Market woman: I know dear, I was just talking. You cannot defeat those girls in the flats. They are prepared for those encounters already. You can even get very hurt if you confronted them in their territory. The best thing is to leave them one day it would dawn on them that what they are doing is wrong. They don't work most of them. They literally wait for the men to give them money. It is not sustainable life practice. We have to teach our children to be self-reliant and not to depend on another person.
Another market woman: Is there anything better to talk about besides men and their infidelity? We occupy our minds too much with these men and give them the elevation they do not deserve. What we can still do is to teach our children to be better husbands
Kudzanai: Exactly, this is what I was saying to Sibusisiwe before Abna came, we need to bring up our boy children the way we want our husbands should be like, not to bring up male chauvinists who are going to be a problem to our daughters-in-law again. Mistakes were done by our mothers who brought up these children differently from girls.

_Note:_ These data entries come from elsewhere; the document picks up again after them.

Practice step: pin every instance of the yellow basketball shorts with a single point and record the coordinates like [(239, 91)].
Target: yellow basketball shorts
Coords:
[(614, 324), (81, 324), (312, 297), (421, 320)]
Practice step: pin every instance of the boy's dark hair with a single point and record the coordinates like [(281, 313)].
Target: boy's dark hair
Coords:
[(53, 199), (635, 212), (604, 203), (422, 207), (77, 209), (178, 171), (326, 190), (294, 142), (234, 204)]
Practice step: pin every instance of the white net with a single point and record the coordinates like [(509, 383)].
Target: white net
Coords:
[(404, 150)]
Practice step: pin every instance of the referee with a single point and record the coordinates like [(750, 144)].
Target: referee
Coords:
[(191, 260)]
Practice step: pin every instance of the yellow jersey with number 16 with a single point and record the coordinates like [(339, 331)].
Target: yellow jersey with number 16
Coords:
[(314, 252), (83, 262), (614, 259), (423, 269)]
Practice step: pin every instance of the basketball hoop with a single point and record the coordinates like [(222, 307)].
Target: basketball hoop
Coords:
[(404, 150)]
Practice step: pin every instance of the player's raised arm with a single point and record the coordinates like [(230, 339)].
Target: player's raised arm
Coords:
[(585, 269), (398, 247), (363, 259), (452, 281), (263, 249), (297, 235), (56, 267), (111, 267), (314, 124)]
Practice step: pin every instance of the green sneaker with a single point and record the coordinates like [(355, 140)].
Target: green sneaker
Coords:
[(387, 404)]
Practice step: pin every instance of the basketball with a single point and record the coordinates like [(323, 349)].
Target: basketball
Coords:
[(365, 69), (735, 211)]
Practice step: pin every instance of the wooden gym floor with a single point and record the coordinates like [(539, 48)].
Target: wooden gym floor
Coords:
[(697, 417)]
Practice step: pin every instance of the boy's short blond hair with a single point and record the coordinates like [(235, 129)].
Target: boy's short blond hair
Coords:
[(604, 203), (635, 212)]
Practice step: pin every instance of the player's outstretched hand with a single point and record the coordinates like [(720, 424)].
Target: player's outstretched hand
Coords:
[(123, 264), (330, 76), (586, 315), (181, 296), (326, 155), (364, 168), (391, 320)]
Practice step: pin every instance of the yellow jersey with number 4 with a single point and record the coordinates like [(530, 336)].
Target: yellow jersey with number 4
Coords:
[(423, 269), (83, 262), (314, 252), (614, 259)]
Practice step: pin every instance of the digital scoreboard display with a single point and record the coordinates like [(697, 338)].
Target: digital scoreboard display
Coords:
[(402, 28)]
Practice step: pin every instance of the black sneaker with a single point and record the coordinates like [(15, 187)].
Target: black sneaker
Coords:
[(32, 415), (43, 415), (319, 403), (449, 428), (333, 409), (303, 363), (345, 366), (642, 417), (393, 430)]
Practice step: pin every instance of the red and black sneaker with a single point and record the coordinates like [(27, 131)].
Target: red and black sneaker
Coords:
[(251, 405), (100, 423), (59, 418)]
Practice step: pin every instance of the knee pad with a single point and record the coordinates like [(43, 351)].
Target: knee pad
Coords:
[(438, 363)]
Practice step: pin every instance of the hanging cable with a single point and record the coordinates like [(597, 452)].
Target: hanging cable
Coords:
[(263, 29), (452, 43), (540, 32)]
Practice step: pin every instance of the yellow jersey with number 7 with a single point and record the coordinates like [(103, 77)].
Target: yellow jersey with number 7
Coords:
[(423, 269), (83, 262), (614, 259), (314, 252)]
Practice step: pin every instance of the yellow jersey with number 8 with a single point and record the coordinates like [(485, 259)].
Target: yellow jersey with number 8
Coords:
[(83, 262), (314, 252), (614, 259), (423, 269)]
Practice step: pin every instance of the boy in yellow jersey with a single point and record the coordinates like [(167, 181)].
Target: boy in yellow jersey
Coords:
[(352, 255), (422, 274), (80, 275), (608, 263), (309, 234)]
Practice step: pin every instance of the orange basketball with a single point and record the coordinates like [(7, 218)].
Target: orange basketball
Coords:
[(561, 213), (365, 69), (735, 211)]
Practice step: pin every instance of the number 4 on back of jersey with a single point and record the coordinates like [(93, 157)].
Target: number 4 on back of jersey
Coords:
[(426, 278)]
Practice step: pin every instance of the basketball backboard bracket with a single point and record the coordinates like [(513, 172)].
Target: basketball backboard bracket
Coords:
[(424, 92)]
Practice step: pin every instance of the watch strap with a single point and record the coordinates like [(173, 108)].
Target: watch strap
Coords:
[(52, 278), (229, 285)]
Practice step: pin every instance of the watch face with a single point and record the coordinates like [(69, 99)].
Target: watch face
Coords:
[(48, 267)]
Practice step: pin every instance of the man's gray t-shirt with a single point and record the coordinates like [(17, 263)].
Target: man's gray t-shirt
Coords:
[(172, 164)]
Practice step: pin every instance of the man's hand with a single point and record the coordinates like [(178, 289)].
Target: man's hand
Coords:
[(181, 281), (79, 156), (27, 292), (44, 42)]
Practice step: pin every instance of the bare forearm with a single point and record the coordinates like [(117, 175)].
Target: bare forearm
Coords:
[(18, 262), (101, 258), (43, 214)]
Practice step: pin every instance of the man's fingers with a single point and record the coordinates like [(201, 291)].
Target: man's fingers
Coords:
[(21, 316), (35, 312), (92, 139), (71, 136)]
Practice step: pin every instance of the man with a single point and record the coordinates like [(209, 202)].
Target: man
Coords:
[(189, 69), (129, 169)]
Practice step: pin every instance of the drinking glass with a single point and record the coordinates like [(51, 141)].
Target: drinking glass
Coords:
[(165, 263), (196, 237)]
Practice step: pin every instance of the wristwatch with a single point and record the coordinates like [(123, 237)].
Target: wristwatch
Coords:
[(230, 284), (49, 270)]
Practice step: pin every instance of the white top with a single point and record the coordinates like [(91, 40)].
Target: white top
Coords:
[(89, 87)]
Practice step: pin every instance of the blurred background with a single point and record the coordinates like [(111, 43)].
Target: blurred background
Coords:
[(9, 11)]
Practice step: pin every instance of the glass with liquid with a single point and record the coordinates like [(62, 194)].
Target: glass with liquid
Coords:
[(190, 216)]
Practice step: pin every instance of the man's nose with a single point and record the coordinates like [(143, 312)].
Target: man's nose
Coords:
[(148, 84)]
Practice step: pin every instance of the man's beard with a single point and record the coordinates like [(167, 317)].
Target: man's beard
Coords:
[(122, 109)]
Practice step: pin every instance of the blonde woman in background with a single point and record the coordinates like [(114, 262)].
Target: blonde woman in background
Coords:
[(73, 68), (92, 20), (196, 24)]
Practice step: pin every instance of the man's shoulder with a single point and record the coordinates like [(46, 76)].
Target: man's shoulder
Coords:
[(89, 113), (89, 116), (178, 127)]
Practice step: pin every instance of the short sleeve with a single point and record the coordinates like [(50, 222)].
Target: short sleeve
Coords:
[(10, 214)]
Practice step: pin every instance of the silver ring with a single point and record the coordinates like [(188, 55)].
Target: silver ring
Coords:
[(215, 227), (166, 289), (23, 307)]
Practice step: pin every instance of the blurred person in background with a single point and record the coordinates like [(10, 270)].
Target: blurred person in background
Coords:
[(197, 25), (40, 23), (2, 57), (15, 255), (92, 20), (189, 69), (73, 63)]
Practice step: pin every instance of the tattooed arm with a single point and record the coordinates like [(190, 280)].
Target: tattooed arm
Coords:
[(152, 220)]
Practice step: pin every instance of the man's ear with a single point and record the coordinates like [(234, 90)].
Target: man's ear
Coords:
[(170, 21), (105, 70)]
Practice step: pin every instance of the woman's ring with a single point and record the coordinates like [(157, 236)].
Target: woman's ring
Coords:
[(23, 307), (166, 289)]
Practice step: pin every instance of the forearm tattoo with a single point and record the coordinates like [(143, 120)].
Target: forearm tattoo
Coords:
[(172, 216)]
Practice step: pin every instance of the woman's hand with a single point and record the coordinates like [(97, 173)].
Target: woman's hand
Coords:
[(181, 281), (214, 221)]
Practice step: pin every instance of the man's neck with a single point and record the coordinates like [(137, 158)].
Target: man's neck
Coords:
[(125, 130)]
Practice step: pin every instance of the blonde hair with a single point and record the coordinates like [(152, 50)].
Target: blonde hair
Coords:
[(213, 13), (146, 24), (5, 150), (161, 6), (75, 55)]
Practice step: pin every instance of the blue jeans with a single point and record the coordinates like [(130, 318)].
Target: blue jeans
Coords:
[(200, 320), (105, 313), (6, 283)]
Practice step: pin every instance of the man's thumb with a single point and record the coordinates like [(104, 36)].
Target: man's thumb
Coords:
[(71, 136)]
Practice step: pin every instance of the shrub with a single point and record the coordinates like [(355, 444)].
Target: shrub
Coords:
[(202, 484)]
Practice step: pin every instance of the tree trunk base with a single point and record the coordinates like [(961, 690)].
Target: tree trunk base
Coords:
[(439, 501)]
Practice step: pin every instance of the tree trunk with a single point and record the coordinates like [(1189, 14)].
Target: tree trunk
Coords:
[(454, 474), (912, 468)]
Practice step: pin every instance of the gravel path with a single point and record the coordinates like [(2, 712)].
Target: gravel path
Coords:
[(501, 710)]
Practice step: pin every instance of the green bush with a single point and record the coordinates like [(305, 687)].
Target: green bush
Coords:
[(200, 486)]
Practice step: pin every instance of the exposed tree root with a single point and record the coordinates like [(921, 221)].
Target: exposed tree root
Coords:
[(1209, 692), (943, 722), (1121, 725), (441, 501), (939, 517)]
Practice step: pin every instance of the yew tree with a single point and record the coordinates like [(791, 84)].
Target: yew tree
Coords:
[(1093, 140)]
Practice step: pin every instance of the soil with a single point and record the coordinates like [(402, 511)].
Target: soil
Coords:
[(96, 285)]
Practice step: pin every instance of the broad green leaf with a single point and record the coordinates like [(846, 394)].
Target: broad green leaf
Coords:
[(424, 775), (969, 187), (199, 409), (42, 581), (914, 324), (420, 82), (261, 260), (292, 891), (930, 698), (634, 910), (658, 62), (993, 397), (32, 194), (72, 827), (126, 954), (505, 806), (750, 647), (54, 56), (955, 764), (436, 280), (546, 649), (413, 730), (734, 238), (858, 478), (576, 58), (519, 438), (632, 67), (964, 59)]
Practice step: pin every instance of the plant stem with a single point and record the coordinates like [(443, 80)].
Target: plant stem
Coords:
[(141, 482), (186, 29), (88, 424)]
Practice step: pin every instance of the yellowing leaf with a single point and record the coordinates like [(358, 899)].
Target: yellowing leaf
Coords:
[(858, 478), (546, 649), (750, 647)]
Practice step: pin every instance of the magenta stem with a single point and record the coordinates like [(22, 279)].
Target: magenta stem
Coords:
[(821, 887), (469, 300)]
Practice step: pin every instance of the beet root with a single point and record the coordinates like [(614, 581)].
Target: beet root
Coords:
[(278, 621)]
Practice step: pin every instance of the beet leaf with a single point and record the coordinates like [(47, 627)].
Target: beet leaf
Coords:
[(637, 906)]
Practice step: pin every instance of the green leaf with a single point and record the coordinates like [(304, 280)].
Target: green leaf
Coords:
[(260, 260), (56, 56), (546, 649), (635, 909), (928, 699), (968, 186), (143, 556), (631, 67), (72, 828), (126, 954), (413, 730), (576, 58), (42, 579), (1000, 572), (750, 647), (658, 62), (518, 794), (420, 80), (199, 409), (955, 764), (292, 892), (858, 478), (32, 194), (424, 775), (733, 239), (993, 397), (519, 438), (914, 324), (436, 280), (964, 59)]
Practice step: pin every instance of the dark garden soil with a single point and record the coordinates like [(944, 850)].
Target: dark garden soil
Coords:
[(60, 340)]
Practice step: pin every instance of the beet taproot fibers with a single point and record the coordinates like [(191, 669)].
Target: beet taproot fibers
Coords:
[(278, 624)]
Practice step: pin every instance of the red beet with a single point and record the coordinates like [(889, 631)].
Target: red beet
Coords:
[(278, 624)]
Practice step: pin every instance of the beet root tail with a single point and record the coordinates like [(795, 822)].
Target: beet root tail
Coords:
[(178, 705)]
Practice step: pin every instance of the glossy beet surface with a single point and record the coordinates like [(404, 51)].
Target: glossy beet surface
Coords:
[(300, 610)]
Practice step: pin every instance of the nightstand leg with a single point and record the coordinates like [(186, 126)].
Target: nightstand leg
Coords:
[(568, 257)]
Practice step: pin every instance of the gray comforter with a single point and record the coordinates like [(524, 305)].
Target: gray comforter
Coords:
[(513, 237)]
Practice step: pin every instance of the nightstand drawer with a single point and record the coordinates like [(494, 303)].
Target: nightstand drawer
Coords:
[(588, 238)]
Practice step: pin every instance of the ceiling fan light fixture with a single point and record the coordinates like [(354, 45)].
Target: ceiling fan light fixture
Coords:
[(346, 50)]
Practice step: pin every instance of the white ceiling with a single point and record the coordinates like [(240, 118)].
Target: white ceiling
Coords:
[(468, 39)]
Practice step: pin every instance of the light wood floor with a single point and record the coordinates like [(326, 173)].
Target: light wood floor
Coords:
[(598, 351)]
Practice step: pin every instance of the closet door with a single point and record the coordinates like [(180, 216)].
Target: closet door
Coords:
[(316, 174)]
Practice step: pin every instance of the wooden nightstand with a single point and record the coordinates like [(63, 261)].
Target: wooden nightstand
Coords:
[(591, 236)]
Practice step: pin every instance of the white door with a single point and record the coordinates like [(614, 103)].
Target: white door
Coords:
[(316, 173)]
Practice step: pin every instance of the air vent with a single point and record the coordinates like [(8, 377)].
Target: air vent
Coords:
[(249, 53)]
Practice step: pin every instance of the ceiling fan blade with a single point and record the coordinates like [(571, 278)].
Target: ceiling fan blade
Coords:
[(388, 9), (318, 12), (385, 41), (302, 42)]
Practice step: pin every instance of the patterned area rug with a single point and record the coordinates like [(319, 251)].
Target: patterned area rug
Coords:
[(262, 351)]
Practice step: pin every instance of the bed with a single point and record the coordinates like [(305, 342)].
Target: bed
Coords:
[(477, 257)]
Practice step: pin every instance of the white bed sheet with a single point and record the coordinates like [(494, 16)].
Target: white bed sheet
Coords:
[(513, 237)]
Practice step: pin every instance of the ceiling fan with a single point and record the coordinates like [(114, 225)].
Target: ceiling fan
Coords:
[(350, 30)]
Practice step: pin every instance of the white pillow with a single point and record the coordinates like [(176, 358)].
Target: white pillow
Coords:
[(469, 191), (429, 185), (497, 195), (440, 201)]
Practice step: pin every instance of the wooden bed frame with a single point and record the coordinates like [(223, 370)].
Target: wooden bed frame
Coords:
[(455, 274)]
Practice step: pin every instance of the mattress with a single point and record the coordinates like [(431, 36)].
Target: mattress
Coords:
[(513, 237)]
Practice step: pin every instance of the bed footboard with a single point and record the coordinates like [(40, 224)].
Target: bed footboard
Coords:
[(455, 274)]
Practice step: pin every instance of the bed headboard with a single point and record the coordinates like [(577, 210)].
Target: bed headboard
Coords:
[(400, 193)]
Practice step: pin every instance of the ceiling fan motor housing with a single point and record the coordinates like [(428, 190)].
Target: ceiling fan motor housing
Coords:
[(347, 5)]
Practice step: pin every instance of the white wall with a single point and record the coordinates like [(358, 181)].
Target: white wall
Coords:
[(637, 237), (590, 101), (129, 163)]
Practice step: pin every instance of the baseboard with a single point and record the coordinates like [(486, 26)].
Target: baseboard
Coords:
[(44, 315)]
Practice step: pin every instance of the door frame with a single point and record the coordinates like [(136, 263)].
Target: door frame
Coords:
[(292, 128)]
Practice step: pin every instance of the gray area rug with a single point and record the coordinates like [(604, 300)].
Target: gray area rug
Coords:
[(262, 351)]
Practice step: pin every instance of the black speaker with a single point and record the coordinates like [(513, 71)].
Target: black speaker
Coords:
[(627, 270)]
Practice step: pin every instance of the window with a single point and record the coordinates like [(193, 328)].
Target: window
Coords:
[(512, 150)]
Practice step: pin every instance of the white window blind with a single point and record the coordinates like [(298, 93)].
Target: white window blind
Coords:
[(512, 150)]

Another market woman: Now you are talking. We need some new thinking in a new generation. We need to define values and virtues and impart them to our children. It is never too late at all. We should remember all the time that it is we women who make these people tick. We need some kind of document, some guideline that would always be a reference as to how we wish our children to be like when they are grown-ups. This document should come from us women of color. I have a strong feeling that we can learn a lot from other cultures too. We cannot just say White culture is bad, Black culture is good. We cannot afford this kind of thinking in a changing environment like we are in today. Religion has become a culture in our lives. We have colonial values too that we subconsciously took into our culture as ours as well. Those are facts. I think this is what makes us get confused in the process. We are just a mixed up generation. If we do not know how to write we shall ask these young people to write some document, some women's manifesto for our land that would be seen as some guideline by women in this country.
It is time up, the market is closing, the women disperse to their various places and homes, all laughing at the market discussions they had.